The Soviet writer Andrey Platonov saw much of his work suppressed or censored in his lifetime. In recent decades, however, these lost works have reemerged, and the eerie poetry and poignant humanity of Platonov’s vision have become ever more clear. For Nadezhda Mandelstam and Joseph Brodsky, Platonov was the writer who most profoundly registered the spiritual shock of revolution. For a new generation of innovative post-Soviet Russian writers he figures as a daring explorer of word and world, the master of what has been called “alternative realism.” Depicting a devastated world that is both terrifying and sublime, Platonov is, without doubt, a universal writer who is as solitary and haunting as Kafka.

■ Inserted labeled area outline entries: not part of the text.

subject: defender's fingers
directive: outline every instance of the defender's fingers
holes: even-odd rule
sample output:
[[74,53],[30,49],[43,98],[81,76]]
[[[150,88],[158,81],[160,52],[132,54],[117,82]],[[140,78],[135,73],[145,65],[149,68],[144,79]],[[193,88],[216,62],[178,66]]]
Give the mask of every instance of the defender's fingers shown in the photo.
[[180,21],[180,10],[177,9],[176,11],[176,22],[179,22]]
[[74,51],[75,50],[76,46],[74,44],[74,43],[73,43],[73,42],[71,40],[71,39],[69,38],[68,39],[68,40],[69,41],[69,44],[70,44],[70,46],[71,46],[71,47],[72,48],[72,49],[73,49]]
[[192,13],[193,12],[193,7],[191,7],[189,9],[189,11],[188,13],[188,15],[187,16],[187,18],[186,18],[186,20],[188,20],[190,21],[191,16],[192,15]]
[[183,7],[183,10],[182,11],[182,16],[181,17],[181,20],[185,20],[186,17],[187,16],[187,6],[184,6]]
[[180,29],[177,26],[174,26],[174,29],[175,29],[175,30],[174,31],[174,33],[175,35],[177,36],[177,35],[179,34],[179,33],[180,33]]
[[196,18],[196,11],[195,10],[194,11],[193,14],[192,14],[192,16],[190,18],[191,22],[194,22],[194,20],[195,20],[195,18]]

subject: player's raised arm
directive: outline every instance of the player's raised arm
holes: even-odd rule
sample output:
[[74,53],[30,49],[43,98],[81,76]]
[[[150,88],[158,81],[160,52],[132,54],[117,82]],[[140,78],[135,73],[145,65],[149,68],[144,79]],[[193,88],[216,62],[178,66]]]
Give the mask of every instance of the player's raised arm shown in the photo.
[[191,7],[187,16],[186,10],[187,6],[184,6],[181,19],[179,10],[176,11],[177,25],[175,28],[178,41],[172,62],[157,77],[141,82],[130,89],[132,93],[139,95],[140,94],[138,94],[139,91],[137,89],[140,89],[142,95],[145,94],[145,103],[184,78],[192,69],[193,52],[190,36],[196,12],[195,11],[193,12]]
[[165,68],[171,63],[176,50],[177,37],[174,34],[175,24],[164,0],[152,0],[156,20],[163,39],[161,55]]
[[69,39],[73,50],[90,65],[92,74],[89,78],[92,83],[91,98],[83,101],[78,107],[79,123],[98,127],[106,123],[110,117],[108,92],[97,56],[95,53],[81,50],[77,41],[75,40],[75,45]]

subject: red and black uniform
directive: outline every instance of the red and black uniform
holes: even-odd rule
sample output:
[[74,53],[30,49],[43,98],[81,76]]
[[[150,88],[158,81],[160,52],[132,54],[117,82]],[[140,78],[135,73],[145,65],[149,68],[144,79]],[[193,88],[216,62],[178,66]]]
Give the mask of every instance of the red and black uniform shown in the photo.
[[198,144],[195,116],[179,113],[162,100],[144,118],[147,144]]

This volume gathers eight works that show Platonov at his tenderest, warmest, and subtlest. Among them are “The Return,” about an officer’s difficult homecoming at the end of World War II, described by Penelope Fitzgerald as one of “three great works of Russian literature of the millennium”; “The River Potudan,” a moving account of a troubled marriage; and the title novella, the extraordinary tale of a young man unexpectedly transformed by his return to his Asian birthplace, where he finds his people deprived not only of food and dwelling, but of memory and speech.
This prizewinning English translation is the first to be based on the newly available uncensored texts of Platonov’s short fiction.
In Soul, Platonov weaves together Sufi philosophy, Persian travelogue, socialist realism, and the language of Soviet bureaucracy into a magical tissue with the luminous, universal quality of myth. Soul is an unforgettably weird retelling of a familiar story: the struggle of an educated young man to assimilate his present with his past.
—Elif Batuman, The Daily Beast
Soul (New York Review Books) gathered eight works from another Slavic giant, Andrey Platonov. Works of great tenderness and insight in the face of oppression, they’re brilliantly rendered by one of the great translators of our time, Robert Chandler, and his team. It features a striking afterword by John Berger…
— The Guardian
Platonov is an extraordinary writer, perhaps the most brilliant Russian writer of the 20th century.
— Tatyana Tolstaya, The New York Review of Books
Soul, like all great works, proceeds out of experience and yearning….The yearning is so intense it glows through the language.